Hunting for photographs usually begins by picking a time to take pictures. I can be anywhere, but I am often running an errand in my car. So, many of my images are taken from the driver’s seat. Objects in the location I am in shape what I hunt for and the photographic style I use.
You don’t seem to post images of people. Is there a reason why?
Yes. There are technical and personal reasons why my work tends not to include people. I can’t use glasses and see the entire viewfinder- plus, the viewfinder frame scratches my glasses. So, right now, I don’t wear glasses when I photograph. The image I see in the viewfinder is so blurry that it is hard to make out subtle facial expressions- making portraiture difficult. Also, I use the manual spot meter function of the camera to set the image focus. Using the spot meter function takes time, making spontaneous portraiture problematic. My hand tremor can also make using a tripod difficult.
Interacting with strangers makes me anxious. The process of getting release forms makes me even more nervous. I have started experimenting with photographing family members. I don’t seem able to take flattering portraits. I have gotten some feedback that my images catch people as they are. I know that this is a sub-genre of portraiture, but I don’t feel comfortable doing it. Also, I suspect that the faces in my portraits reflect my discomfort. I have started including some people in my photos- but I make sure that 1.) they have no reasonable expectation of privacy and, in most cases, 2.) their faces are not clear.

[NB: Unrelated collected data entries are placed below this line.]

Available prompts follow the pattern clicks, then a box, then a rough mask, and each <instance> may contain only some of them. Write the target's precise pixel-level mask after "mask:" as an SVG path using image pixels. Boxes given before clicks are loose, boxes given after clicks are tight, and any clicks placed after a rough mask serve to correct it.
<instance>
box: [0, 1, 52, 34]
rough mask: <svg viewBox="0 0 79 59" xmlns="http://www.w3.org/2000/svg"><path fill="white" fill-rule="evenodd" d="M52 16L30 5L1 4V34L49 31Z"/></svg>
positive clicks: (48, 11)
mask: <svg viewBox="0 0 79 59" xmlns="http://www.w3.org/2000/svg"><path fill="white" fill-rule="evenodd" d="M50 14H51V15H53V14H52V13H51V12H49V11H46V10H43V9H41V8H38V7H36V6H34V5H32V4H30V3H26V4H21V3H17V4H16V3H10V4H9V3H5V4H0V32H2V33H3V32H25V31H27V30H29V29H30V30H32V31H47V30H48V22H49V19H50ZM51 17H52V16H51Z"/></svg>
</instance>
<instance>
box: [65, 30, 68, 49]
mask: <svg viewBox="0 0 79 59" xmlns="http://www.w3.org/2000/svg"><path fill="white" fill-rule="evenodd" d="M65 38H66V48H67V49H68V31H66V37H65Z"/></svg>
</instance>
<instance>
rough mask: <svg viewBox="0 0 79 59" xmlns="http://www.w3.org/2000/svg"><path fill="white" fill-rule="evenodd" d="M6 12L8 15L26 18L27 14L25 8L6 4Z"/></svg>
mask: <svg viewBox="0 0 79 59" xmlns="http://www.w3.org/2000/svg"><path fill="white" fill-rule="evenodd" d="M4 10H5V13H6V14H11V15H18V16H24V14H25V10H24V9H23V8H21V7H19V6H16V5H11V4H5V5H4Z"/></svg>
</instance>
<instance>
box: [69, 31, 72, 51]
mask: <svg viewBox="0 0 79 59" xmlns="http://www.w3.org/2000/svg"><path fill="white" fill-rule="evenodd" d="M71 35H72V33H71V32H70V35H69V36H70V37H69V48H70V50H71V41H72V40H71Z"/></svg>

Do you use any special camera techniques?
I have a medication-induced hand tremor that varies in intensity. I set my camera on manual to stop motion blur and use a baseline shutter speed of 1/800th of a second. Sometimes I can shoot at much slower speeds, but 1/800th of a second guarantees an image free of motion blur. Usually, I manually adjust the aperture to get the correct exposure. I determine exposure from experience, the camera’s digital display, and a handheld light meter. For example, the correct exposure for direct sunlight is close to f8@1/800th at ASA200. Well-lit interiors are f1.8@1/800th at ASA400.
What do you want people to take away from your photography?
I produce compelling compositions and prints despite my limitations. I hope interest in my photographs will translate into an interest in my writing.